Shaffner D H, Eleff S M, Brambrink A M, Sugimoto H, Izuta M, Koehler R C, Traystman R J
Department of Anesthesiology and Critical Care Medicine, The Johns Hopkins Medical Institutions, Baltimore, MD, USA.
Crit Care Med. 1999 Jul;27(7):1335-42. doi: 10.1097/00003246-199907000-00026.
To test the hypothesis that greater cerebral perfusion pressure (CPP) is required to restore cerebral blood flow (CBF), oxygen metabolism, adenosine triphosphate (ATP), and intracellular pH (pHi) levels after variable periods of no-flow than to maintain them when cardiopulmonary resuscitation (CPR) is started immediately.
Prospective, randomized, comparison of three arrest times and two perfusion pressures during CPR in 24 anesthetized dogs.
University cerebral resuscitation laboratory.
We used radiolabeled microspheres to determine CBF and magnetic resonance spectroscopy to derive ATP and pHi levels before and during CPR. Ventricular fibrillation was induced, epinephrine administered, and thoracic vest CPR adjusted to provide a CPP of 25 or 35 mm Hg after arrest times of O, 6, or 12 mins.
When CPR was started immediately after arrest with a CPP of 25 mm Hg, CBF and ATP were 57 +/- 10% and 64 +/- 14% of prearrest (at 10 mins of CPR). In contrast, CBF and ATP were minimally restored with a CPP at 25 mm Hg after a 6-min arrest time (23 +/- 5%, 16 +/- 5%, respectively). With a CPP of 35 mm Hg, extending the no-flow arrest time from 6 to 12 mins reduced reflow from 71 +/- 11% to 37 +/- 7% of pre-arrest and reduced ATP recovery from 60 +/- 11% to 2 +/- 1% of pre-arrest. After 6- or 12-min arrest times, brainstem blood flow was restored more than supratentorial blood flow, but cerebral pHi was never restored.
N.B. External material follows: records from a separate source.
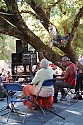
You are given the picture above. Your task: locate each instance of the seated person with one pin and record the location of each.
(65, 81)
(43, 74)
(79, 85)
(36, 67)
(21, 79)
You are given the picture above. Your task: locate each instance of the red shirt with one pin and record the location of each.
(72, 78)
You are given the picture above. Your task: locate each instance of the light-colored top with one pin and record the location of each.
(41, 75)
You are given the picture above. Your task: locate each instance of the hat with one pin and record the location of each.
(44, 63)
(65, 58)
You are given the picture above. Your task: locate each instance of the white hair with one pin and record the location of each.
(44, 63)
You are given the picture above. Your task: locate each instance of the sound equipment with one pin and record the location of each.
(16, 58)
(18, 46)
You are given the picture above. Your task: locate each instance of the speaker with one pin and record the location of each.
(18, 46)
(16, 58)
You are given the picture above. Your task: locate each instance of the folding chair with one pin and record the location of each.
(49, 82)
(70, 89)
(15, 87)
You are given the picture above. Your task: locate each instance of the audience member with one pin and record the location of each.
(1, 78)
(64, 81)
(36, 68)
(43, 74)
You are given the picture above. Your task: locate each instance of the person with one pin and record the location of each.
(1, 78)
(54, 35)
(79, 85)
(21, 79)
(64, 81)
(8, 77)
(43, 74)
(36, 67)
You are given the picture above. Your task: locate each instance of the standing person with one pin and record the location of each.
(65, 81)
(1, 78)
(44, 73)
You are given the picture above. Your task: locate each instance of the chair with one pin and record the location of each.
(15, 87)
(39, 101)
(69, 89)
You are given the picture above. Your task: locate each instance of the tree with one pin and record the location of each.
(13, 24)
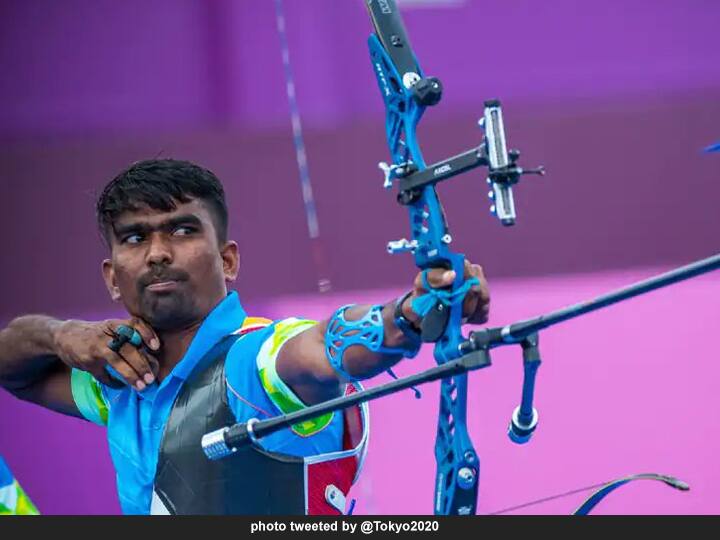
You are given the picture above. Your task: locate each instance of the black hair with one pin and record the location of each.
(161, 184)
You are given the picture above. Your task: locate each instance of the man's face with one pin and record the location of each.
(167, 267)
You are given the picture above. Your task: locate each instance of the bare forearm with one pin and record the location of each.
(27, 351)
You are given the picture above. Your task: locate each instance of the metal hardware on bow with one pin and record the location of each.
(476, 355)
(407, 92)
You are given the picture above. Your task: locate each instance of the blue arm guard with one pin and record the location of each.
(368, 331)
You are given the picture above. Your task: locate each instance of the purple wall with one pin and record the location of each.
(616, 101)
(626, 390)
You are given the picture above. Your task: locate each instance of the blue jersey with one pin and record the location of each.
(135, 420)
(13, 499)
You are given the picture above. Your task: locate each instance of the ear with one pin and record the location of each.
(110, 283)
(231, 260)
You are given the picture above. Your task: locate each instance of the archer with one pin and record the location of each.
(188, 359)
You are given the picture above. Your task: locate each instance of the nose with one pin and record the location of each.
(159, 251)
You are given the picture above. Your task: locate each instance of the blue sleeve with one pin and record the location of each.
(256, 390)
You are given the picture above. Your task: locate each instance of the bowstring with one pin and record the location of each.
(316, 246)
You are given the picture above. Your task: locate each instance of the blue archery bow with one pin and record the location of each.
(407, 92)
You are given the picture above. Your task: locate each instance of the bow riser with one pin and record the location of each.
(458, 465)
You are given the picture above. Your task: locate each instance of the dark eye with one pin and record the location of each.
(132, 239)
(183, 230)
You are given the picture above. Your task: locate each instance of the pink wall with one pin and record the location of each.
(625, 390)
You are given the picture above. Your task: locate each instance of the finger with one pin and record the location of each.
(439, 277)
(149, 337)
(105, 378)
(126, 371)
(144, 365)
(482, 286)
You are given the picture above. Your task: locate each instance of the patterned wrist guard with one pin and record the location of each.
(368, 332)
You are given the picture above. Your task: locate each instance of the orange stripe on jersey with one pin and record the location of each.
(252, 323)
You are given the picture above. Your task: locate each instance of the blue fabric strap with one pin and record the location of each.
(422, 304)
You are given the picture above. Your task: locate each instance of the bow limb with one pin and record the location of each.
(602, 490)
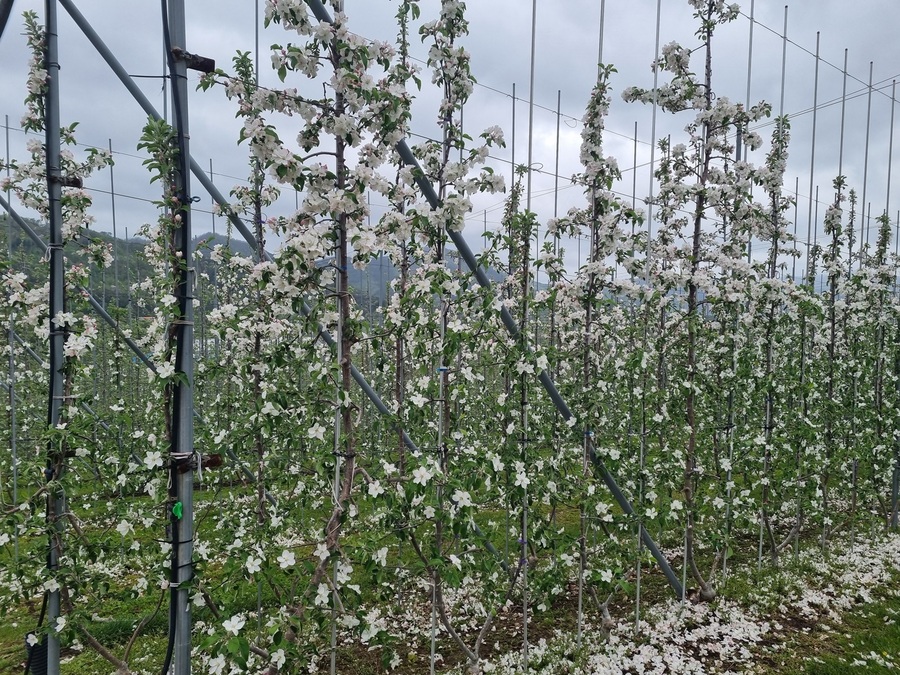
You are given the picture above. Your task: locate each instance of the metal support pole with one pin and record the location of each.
(812, 165)
(182, 453)
(55, 458)
(864, 220)
(12, 373)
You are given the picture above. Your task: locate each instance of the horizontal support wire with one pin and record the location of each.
(512, 328)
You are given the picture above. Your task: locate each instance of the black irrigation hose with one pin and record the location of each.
(173, 524)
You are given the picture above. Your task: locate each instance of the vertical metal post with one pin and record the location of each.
(653, 140)
(747, 107)
(887, 206)
(783, 63)
(749, 77)
(183, 403)
(812, 164)
(12, 369)
(864, 221)
(55, 462)
(794, 257)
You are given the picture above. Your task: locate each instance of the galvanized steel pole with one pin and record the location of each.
(182, 449)
(55, 455)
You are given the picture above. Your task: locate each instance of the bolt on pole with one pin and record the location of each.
(182, 442)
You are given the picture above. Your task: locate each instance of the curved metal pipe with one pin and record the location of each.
(5, 11)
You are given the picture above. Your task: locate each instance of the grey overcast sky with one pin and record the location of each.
(567, 47)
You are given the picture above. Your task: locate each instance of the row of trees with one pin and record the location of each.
(741, 411)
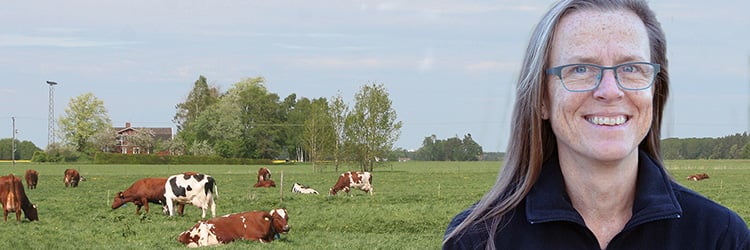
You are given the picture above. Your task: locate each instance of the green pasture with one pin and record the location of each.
(410, 208)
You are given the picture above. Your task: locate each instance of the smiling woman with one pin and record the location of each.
(583, 168)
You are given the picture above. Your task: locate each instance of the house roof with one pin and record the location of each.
(159, 133)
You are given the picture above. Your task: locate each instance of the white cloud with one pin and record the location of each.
(15, 40)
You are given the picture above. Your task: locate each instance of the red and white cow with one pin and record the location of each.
(194, 188)
(142, 192)
(72, 177)
(352, 179)
(32, 177)
(253, 225)
(14, 199)
(302, 189)
(698, 177)
(267, 183)
(264, 174)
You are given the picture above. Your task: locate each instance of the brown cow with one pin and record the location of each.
(32, 176)
(142, 192)
(698, 177)
(268, 183)
(253, 225)
(72, 177)
(264, 174)
(351, 179)
(14, 199)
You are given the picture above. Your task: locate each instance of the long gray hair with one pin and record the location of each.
(532, 141)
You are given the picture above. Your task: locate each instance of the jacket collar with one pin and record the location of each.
(654, 199)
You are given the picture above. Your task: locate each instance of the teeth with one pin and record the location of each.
(609, 121)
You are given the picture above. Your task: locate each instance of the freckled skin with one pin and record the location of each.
(603, 38)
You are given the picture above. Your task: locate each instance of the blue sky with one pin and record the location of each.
(449, 66)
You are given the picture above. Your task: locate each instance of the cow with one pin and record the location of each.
(698, 177)
(352, 179)
(194, 188)
(252, 225)
(268, 183)
(32, 177)
(302, 189)
(14, 199)
(143, 191)
(264, 174)
(72, 177)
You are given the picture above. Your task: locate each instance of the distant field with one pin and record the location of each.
(412, 205)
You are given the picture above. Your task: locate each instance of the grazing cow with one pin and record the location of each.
(32, 176)
(72, 177)
(253, 225)
(194, 188)
(14, 199)
(698, 177)
(302, 189)
(264, 174)
(142, 192)
(351, 179)
(268, 183)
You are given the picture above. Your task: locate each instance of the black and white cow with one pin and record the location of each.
(302, 189)
(191, 188)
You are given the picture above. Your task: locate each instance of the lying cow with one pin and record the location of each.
(72, 177)
(253, 225)
(142, 192)
(194, 188)
(267, 183)
(32, 177)
(698, 177)
(351, 179)
(264, 174)
(302, 189)
(14, 199)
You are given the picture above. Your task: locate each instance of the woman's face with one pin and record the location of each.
(607, 123)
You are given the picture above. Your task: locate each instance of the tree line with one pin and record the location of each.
(246, 121)
(735, 146)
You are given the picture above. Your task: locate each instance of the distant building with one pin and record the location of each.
(125, 145)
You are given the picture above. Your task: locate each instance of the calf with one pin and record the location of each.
(32, 176)
(142, 192)
(351, 179)
(194, 188)
(14, 199)
(302, 189)
(698, 177)
(253, 225)
(72, 177)
(264, 174)
(268, 183)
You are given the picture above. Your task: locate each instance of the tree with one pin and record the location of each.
(318, 133)
(338, 111)
(371, 127)
(83, 118)
(198, 100)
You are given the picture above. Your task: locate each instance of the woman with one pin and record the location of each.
(583, 168)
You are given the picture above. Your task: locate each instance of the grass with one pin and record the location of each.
(412, 205)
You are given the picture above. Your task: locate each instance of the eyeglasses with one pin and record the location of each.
(587, 77)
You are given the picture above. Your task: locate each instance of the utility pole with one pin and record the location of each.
(51, 117)
(13, 143)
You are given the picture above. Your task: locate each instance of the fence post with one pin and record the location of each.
(281, 188)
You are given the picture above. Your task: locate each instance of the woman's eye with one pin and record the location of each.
(580, 69)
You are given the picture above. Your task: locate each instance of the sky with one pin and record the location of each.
(449, 66)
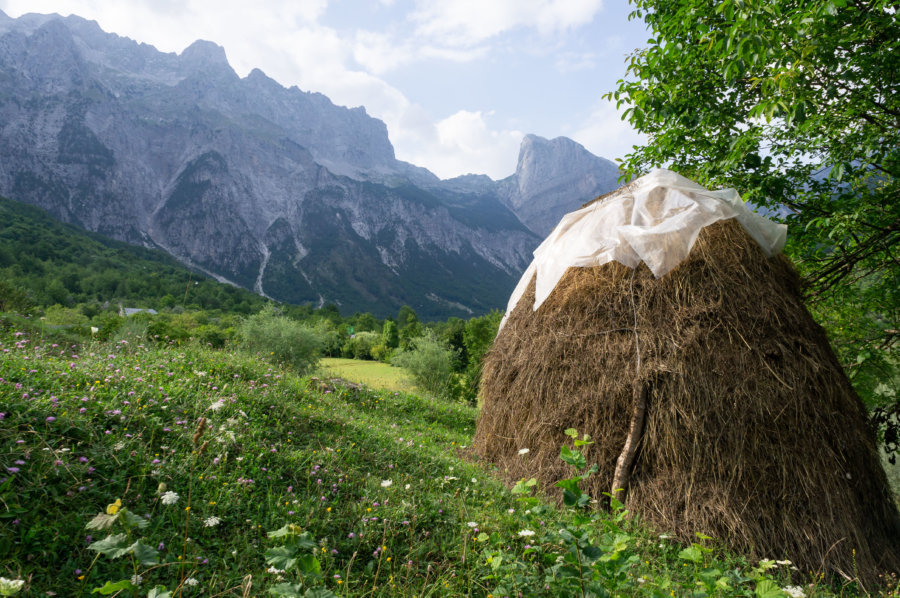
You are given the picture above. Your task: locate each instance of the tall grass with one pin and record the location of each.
(109, 481)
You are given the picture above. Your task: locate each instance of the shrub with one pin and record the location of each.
(360, 345)
(430, 363)
(284, 340)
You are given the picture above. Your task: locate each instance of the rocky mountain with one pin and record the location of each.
(270, 188)
(549, 175)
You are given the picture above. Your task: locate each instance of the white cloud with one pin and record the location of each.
(605, 134)
(381, 52)
(470, 22)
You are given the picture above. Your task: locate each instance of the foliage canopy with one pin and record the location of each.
(795, 104)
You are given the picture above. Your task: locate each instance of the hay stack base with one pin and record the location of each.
(752, 433)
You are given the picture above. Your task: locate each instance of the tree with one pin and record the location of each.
(795, 104)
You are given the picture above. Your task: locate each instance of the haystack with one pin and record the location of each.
(750, 433)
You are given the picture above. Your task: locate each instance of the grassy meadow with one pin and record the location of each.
(374, 374)
(129, 468)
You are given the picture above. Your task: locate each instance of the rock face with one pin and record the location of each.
(270, 188)
(550, 178)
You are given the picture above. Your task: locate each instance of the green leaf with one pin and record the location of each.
(304, 541)
(112, 588)
(132, 519)
(288, 590)
(281, 557)
(102, 521)
(309, 565)
(112, 546)
(146, 555)
(573, 458)
(692, 554)
(768, 589)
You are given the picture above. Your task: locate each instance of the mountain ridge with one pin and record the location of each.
(271, 188)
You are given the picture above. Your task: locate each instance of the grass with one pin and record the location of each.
(151, 470)
(373, 374)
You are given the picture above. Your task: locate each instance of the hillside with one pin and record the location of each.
(156, 471)
(273, 189)
(56, 263)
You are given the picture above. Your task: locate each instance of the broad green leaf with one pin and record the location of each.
(768, 589)
(102, 521)
(112, 546)
(692, 554)
(282, 557)
(288, 590)
(146, 555)
(132, 519)
(112, 588)
(309, 565)
(573, 458)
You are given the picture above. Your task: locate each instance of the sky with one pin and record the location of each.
(457, 82)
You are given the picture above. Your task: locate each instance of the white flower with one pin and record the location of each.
(8, 587)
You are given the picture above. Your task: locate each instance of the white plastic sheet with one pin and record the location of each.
(654, 220)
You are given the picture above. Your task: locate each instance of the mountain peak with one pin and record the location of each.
(205, 52)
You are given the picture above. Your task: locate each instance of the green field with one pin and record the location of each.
(137, 469)
(374, 374)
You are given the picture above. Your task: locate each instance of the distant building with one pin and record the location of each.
(130, 311)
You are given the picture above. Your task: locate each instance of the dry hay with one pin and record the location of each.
(753, 434)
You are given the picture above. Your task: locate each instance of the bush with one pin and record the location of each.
(360, 345)
(282, 339)
(430, 364)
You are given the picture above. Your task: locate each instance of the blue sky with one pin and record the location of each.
(458, 82)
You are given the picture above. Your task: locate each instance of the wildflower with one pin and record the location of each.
(8, 587)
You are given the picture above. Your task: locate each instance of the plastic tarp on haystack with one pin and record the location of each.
(654, 219)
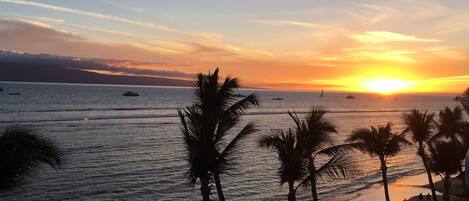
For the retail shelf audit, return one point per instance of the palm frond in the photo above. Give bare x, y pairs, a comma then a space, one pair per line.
21, 152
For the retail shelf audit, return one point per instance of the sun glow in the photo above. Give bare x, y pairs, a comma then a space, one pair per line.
386, 86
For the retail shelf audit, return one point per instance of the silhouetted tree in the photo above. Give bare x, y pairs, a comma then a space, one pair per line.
464, 100
420, 125
445, 160
21, 152
380, 142
206, 124
313, 136
292, 166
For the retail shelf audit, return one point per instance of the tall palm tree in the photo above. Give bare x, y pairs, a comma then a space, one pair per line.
314, 138
420, 125
380, 142
445, 160
21, 152
206, 124
292, 166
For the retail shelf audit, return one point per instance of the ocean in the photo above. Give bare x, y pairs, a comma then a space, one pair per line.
130, 148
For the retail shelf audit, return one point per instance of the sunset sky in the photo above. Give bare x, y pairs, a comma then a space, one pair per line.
378, 46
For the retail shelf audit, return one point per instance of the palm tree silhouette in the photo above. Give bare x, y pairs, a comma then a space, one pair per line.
206, 124
292, 166
420, 125
380, 142
313, 133
21, 152
445, 160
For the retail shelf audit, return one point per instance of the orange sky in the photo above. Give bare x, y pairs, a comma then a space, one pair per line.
383, 46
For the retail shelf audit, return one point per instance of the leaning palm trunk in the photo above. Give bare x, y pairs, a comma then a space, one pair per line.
204, 189
463, 181
221, 197
291, 191
385, 179
447, 186
421, 153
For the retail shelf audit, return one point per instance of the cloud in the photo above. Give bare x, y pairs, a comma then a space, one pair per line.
109, 17
289, 22
386, 37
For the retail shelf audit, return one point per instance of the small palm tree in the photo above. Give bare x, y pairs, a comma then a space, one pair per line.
313, 133
445, 160
420, 125
450, 126
206, 124
380, 142
292, 166
21, 152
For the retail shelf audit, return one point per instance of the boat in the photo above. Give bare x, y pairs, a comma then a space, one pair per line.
239, 95
130, 93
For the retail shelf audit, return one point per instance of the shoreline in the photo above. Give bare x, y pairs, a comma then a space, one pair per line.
404, 188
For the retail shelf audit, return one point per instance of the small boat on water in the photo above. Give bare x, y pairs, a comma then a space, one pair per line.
130, 93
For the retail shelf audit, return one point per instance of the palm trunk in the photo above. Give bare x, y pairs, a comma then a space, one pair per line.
221, 197
204, 189
447, 185
427, 169
464, 185
312, 179
385, 179
291, 191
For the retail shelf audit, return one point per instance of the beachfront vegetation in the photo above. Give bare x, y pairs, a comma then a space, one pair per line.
292, 166
445, 161
382, 143
206, 125
299, 147
21, 152
420, 125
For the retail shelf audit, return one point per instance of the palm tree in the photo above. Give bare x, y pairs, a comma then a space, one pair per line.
380, 142
21, 152
313, 133
207, 123
292, 166
445, 160
420, 125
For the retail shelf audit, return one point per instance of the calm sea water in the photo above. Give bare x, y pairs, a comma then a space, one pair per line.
130, 148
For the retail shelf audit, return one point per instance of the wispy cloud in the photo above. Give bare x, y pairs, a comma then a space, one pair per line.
108, 17
289, 22
386, 37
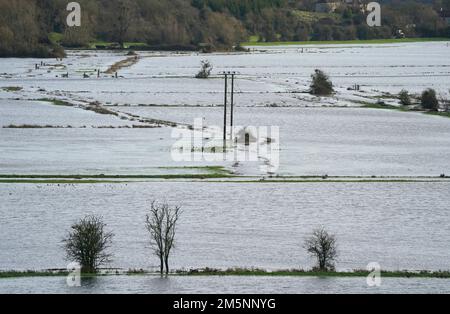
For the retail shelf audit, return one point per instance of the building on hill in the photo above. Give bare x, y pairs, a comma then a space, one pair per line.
330, 6
446, 15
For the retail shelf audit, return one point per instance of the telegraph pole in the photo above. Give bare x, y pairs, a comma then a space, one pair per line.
232, 104
225, 113
225, 105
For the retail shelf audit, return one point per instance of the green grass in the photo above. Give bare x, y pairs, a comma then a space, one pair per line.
441, 114
304, 273
401, 108
106, 44
56, 181
55, 38
336, 42
217, 170
73, 179
12, 89
56, 102
238, 272
383, 106
30, 273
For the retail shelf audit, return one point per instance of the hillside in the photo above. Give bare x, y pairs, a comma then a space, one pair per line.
37, 28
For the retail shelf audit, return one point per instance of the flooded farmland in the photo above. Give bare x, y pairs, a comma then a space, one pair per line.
376, 178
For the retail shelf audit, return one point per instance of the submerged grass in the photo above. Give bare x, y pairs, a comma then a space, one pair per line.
346, 42
56, 102
12, 89
236, 272
310, 273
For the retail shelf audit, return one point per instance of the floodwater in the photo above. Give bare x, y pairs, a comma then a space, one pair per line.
226, 285
398, 225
A CPP of 25 mm Hg maintains supratentorial blood flow and ATP at 60% to 70% when CPR starts immediately on arrest, but not after a 6-min delay. A higher CPP of 35 mm Hg is required to restore CBF and ATP when CPR is delayed for 6 mins. After a 12-min delay, even the CPP of 35 mm Hg is unable to restore CBF and ATP. Therefore, increasing the arrest time at these perfusion pressures increases the resistance to reflow sufficient to impair restoration of cerebral ATP.
验证这样一个假设,即与心肺复苏(CPR)立即开始时维持脑血流量(CBF)、氧代谢、三磷酸腺苷(ATP)和细胞内pH(pHi)水平相比,在不同时长的无血流期后恢复这些指标需要更高的脑灌注压(CPP)。
对24只麻醉犬进行前瞻性、随机研究,比较CPR期间三个停搏时间点和两种灌注压。
大学脑复苏实验室。
我们在CPR前和期间使用放射性微球测定CBF,并用磁共振波谱法测定ATP和pHi水平。诱发室颤,给予肾上腺素,并调整胸段背心式CPR,在停搏0、6或12分钟后提供25或35 mmHg的CPP。
停搏后立即开始CPR,CPP为25 mmHg时,CPR 10分钟时CBF和ATP分别为停搏前的57±10%和64±14%。相比之下,停搏6分钟后,CPP为25 mmHg时CBF和ATP的恢复程度极低(分别为23±5%和16±5%)。CPP为35 mmHg时,无血流停搏时间从6分钟延长至12分钟,再灌注血流从停搏前的71±11%降至37±7%,ATP恢复率从停搏前的60±11%降至2±1%。停搏6或12分钟后,脑干血流的恢复程度超过幕上血流,但脑pHi从未恢复。
停搏后立即开始CPR时,25 mmHg的CPP可使幕上血流和ATP维持在60%至70%,但延迟6分钟后则不能。CPR延迟6分钟时,需要更高的35 mmHg的CPP来恢复CBF和ATP。延迟12分钟后,即使35 mmHg的CPP也无法恢复CBF和ATP。因此,在这些灌注压下延长停搏时间会增加再灌注阻力,足以损害脑ATP的恢复。